If somebody was ever begging to be saved (albeit in a really stupid-ass way), it's gotta be the hard Hollywood-partier, Morgan Mayhem. This fallen, joke of a talent is starting to make Courtney Love look like an A-list star, by feeble comparison.
Lame twitter exchanges with fans? Check. Bitter wars with family members over totally bratty things? Check. Hasn't done what got her famous in the first place, for, like, 2 billions years? Check!
So, after Morgan's latest P.R. makeover, which was designed solely to make Morgan look like a darling angel, what did the supposedly reformed girl go right out and do?
Attempt to get wasted at a very fancy L.A. party, up in the Hollywood Hills.
Morgan's hosts are some very happening, quite lovely folks in H-Town, and they were actually excited (and happy) to have Mayhem as a guest—as long as she did just one thing:
They did not want M.M. drinking in their luxurious home—at all. Not even a sip. Nada.
Even still, when a most indignant Morgan (who's not at all used to being told what she can and cannot do) made a scene by demanding drinks, Mayhem got what was probably the surprise of her life: She was told no, again—and again.
"The hosts were really nice about it," says one observer who was also at the exclusive get-together in one of Mayhem's more familiar zip codes. "But they were also insistent that they would not serve [Morgan]."

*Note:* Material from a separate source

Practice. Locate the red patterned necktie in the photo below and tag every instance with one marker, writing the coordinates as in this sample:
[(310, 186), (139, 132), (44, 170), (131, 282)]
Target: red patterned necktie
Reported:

"This isn't good for you," the hosts finally said to the pretty young thing who was sitting slouched while demanding cocktails. "No, we're not serving you."
No?! A word Ms. M's not exactly accustomed to hearing, for sure!
But, of course, even though Mayhem was publicly denied from getting her booze on at the exclusive party, she nevertheless figured out how to get tanked elsewhere. On the very same night famed celeb-rehab legend Betty Ford passed away.
How ironic. Or would foreboding be a better word?